Although this homepage may be organized in its own unique
fashion, I think it is fitting of the genre of most therapists.
People do not contact a therapist unless they typically are
having emotional strain… The “Testimonial” and “About” tabs along with the bold
words are a straight shot to ethos and pathos! By expressing her background in the about
section the reader feels warm and trusting of the therapist. The testimonials
confirm the confidence one wants in their therapy and the positive outcome they
are looking for. I can clearly sense the therapist wanted her readers to feel
safe and confident she could bring forth the services the clients need.
Ethos is very present in her “About” section. After reading
I felt 100% positive this therapist in particular was working with a high level
of ethics and care for her clients. She was wise to share the leadership roles
she has and recognitions she’s has received. I don’t think many readers would
doubt she is a professional and has the support of her professional community.

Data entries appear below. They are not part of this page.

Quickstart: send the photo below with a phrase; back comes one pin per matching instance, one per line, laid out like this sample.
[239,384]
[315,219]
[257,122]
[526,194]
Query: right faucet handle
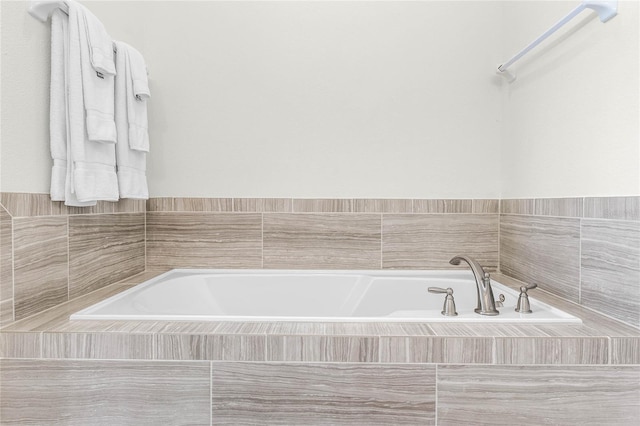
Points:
[523,305]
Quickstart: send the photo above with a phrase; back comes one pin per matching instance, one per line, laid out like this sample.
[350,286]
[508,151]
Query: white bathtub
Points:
[327,296]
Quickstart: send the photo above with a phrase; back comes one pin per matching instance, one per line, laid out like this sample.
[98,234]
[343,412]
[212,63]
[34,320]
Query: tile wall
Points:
[586,250]
[50,253]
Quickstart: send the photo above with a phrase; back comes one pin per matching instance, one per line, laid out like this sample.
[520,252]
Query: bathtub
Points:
[325,296]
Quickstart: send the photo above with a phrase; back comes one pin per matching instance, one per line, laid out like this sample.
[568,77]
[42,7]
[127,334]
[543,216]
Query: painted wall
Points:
[355,99]
[571,121]
[300,99]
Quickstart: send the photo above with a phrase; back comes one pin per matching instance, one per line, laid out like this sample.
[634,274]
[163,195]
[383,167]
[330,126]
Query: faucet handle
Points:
[523,305]
[449,307]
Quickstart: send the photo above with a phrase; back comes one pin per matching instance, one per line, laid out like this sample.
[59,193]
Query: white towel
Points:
[59,122]
[138,92]
[132,179]
[91,173]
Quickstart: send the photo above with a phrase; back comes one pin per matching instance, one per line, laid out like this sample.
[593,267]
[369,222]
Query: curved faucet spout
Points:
[486,302]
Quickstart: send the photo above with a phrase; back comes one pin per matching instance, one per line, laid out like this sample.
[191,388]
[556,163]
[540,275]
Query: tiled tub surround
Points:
[50,253]
[586,250]
[321,373]
[57,371]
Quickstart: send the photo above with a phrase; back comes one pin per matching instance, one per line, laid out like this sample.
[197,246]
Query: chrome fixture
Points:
[449,307]
[523,305]
[486,303]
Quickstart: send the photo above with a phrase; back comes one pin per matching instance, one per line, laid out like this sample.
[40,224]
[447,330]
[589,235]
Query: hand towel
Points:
[97,83]
[91,173]
[58,114]
[137,94]
[132,179]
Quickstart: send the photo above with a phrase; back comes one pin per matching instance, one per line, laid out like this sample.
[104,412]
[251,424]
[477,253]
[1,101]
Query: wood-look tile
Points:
[6,256]
[6,312]
[486,206]
[104,249]
[160,204]
[321,241]
[487,330]
[97,345]
[544,250]
[429,241]
[322,348]
[305,394]
[54,319]
[519,206]
[620,208]
[48,392]
[210,347]
[20,345]
[568,207]
[625,350]
[538,395]
[40,264]
[339,205]
[200,240]
[203,204]
[436,349]
[551,350]
[382,206]
[262,205]
[610,260]
[442,206]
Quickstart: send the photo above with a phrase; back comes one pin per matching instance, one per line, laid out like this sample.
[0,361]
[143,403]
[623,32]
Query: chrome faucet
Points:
[486,302]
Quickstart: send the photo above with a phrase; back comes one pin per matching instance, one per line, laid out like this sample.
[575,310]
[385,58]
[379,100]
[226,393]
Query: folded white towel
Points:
[97,85]
[132,179]
[100,45]
[91,173]
[58,122]
[137,94]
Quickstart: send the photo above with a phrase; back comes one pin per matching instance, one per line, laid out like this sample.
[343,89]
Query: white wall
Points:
[355,99]
[303,99]
[572,116]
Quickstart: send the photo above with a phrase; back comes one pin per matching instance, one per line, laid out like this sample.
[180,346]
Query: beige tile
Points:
[305,394]
[521,206]
[537,395]
[97,345]
[625,350]
[568,207]
[54,319]
[40,264]
[610,275]
[201,240]
[339,205]
[161,204]
[203,204]
[6,256]
[48,392]
[429,241]
[104,249]
[322,348]
[382,206]
[549,350]
[20,345]
[322,241]
[621,208]
[442,206]
[210,347]
[261,205]
[486,206]
[544,250]
[28,204]
[6,312]
[436,349]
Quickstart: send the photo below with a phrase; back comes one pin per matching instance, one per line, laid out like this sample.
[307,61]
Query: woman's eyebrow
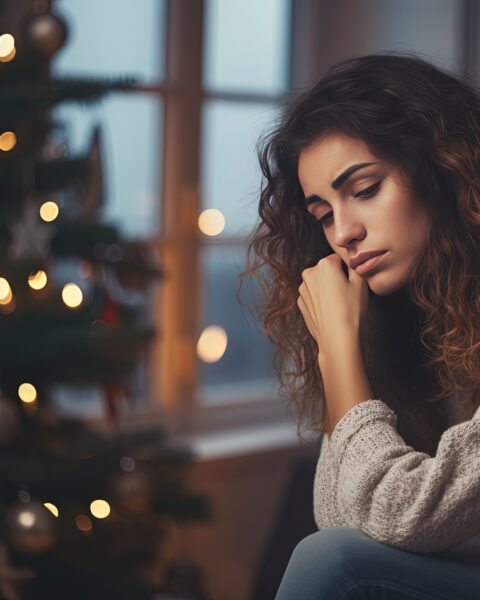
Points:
[338,181]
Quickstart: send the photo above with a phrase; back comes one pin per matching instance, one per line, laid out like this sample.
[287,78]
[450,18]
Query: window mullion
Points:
[177,314]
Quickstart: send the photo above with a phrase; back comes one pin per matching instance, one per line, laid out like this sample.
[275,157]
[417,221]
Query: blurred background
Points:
[144,450]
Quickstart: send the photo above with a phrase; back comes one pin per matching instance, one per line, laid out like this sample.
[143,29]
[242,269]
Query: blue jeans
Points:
[343,563]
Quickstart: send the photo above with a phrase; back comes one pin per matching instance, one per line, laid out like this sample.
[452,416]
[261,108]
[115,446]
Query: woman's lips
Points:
[369,264]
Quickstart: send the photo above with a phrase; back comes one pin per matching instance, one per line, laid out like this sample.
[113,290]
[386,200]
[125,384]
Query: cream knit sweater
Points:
[367,477]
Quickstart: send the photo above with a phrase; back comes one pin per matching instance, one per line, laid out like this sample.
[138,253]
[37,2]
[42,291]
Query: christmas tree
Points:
[84,510]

She also states how many years she has been practicing which further reinforces
her knowledge and credibility.
The logos aspect of her website is interwoven throughout.
She does not seem to directly solicit her business.. but after reading her
site, one can’t help but connect enough to see that if you are dealing with
emotional stresses.. she can help. I think this falls into the logos category
because it would be difficult to not logically conclude she has the skill set and
desire to help you (the reader).
Her use of language is professional yet not intimidating.. I
think this is great since many could be nervous to explore therapy! Her tone
seems very relaxed in nature and non-threatening. This style of approach is
wise since the topic of her profession is sensitive and needs to be presented
in a gentle fashion. I look forward to receiving hard copy artifacts to further
analyze.
Tuesday, July 28, 2015
Week 4 readings
I like pages 114-119 of Everything's an Argument. I often find
starting a writing piece to be one of the more challenging aspects of writing
in any capacity. Within the above-mentioned pages there are great suggestions
to think about prior to writing. I especially liked the sections on "The
claim" and "Evidence of the claim". I have a habit of announcing
evidence of a claim as opposed to sharing specifics to support such claims. I
also tend to be a bit esoteric in my writing, which can be challenging for a reader
if I am not clear and pointed or at bare minimum presenting supporting
statements. Reading page 396 was great because it presented multiple thoughts
for me to be aware of next time I am finding myself stuck or not sure why I am
not clear.
I also am often confused by the
marketing/advertisements I notice. I rarely see a direct correlation of ad to
product. Of course the professionals of marketing know what they are doing but
I seem to not "Get it" many of the times. Though Bob Dylan does not
automatically seem the best fit for Victoria's Secret, I think he is great.
Just like his music, women and their relationship to their body and undergarments
are not always clear and meant for just anyone to be aware of or understand for
that matter. There is poetry to Bob Dylan, a navigation of emotions, a visual
experience within his lyrics. The mystery of what a woman wears is in itself a
visual experience. The perversion of my imagination in combination with the
beauty of "The female" is poetic though not always graceful... Bob
Dylan sings in a tone that is not always graceful but nonetheless magical.